“With us, the opinion pieces by Democratic pundits are already prewritten, and there’s a lot of scolding that happens within the caucus,” Ms. Omar said. “That’s not what happens with their party.”
Mr. McCarthy did say that Ms. Greene’s appearance at the far-right conference was “appalling and wrong,” promising to have a talk with her, but that does not compare to the criticism that rained down on Ms. Omar when she used an antisemitic trope to suggest that support for Israel was driven by money. Mr. McCarthy has also said Ms. Greene will be given back the committee assignments that Democrats stripped from her if Republicans control the House next year.
Speaker Nancy Pelosi, at her weekly news conference on Thursday, repeated perhaps the only criticism that a Republican leveled at Ms. Boebert and Ms. Greene after their heckling at the State of the Union.
“Let me just say this,” Ms. Pelosi said. “I agree with what Senator Lindsey Graham said: ‘Shut up.’”
Republican leaders have an easier political task than Democrats as they seek to keep voters focused on what they are seeing in their daily lives, such as inflation, soaring energy prices and ongoing frustrations with the coronavirus pandemic.
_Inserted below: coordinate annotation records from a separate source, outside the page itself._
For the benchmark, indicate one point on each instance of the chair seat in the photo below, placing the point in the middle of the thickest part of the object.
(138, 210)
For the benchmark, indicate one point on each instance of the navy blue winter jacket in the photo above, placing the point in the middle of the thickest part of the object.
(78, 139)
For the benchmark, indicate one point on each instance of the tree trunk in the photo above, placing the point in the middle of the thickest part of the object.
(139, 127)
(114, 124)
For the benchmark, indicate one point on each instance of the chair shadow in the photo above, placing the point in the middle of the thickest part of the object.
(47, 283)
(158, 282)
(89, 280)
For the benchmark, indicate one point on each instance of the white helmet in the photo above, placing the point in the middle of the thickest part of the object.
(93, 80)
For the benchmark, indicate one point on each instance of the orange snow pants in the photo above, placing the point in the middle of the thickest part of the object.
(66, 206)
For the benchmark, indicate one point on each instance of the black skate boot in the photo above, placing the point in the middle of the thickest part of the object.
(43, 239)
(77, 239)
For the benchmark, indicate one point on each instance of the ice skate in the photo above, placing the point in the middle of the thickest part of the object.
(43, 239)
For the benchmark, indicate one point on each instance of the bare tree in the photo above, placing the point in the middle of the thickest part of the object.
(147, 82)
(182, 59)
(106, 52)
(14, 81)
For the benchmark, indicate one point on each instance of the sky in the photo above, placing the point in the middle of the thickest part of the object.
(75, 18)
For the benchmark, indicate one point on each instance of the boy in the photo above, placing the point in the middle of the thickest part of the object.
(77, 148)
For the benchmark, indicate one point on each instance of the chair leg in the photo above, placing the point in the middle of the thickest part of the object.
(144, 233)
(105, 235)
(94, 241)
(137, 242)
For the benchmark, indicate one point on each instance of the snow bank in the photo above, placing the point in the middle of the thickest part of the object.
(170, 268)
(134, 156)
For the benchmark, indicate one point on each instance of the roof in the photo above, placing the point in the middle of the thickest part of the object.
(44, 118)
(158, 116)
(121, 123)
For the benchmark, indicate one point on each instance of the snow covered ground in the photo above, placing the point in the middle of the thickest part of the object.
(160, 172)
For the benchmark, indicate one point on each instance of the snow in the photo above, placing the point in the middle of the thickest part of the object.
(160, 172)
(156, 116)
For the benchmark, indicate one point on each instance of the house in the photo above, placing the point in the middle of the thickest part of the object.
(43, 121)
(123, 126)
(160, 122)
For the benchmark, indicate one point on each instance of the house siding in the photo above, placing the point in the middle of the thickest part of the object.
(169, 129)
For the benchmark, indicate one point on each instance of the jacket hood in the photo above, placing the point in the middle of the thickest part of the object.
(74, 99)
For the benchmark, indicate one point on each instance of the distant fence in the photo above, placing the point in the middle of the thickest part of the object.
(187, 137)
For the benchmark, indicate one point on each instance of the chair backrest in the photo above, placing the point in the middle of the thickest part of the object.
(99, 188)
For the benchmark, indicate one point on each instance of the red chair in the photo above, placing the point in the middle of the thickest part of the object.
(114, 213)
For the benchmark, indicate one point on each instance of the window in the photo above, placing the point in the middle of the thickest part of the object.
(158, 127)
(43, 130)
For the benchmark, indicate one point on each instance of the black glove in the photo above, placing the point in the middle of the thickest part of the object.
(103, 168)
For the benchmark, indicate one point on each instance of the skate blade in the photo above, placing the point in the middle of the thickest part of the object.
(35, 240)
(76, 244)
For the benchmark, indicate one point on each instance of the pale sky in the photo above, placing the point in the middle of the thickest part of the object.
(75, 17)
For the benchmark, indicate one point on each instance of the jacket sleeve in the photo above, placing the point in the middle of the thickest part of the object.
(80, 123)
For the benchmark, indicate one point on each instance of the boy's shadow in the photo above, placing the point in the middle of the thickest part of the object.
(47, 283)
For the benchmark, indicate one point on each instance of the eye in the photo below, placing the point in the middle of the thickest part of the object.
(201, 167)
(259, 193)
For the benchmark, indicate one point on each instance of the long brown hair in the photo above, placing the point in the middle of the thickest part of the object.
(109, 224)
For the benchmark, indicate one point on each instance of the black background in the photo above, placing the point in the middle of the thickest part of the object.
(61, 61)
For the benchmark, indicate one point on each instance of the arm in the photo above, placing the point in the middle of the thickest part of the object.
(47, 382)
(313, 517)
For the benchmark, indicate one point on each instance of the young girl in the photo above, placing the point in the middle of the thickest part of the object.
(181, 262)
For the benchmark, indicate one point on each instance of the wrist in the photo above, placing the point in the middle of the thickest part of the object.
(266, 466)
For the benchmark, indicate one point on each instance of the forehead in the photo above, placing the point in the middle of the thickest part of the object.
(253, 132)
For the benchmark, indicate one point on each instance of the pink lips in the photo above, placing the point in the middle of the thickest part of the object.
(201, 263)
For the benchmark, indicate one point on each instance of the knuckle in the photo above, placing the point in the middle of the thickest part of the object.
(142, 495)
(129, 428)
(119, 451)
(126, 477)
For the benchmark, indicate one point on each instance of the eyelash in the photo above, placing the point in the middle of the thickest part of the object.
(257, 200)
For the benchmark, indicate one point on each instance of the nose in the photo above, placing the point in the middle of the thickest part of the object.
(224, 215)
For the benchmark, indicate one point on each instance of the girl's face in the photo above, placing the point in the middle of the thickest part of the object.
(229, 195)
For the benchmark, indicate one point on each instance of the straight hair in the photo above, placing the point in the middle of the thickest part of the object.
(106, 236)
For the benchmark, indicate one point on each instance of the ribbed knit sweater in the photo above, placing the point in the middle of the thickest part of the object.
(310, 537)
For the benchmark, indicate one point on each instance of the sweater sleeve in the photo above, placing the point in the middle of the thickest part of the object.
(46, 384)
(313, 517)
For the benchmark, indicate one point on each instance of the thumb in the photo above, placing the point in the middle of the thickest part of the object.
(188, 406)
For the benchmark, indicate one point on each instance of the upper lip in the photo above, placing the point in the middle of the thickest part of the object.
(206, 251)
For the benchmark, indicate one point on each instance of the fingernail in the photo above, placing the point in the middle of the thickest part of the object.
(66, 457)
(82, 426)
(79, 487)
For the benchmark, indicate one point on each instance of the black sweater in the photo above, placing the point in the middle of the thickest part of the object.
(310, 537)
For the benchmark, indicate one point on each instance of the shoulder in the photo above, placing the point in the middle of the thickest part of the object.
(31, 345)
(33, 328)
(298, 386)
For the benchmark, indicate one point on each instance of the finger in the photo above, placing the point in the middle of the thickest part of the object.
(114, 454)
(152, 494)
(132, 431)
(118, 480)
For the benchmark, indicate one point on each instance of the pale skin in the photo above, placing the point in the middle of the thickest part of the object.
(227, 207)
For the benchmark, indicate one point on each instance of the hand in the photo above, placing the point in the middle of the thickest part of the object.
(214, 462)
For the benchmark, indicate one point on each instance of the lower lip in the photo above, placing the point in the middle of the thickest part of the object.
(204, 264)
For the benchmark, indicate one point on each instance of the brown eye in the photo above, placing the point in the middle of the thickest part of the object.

“Democrats don’t have a clue what moves voters and are desperately trying to distract from their record of higher prices, soaring crime and a crisis along our southern border,” said Michael McAdams, the communications director for the National Republican Congressional Committee.
Ms. Boebert’s staff did not respond to requests for comment, and Ms. Greene declined to speak to The New York Times. But she has remained defiant in the face of criticism. In December, she told the former Trump adviser Stephen K. Bannon, “We are not the fringe; we are the base of the party.”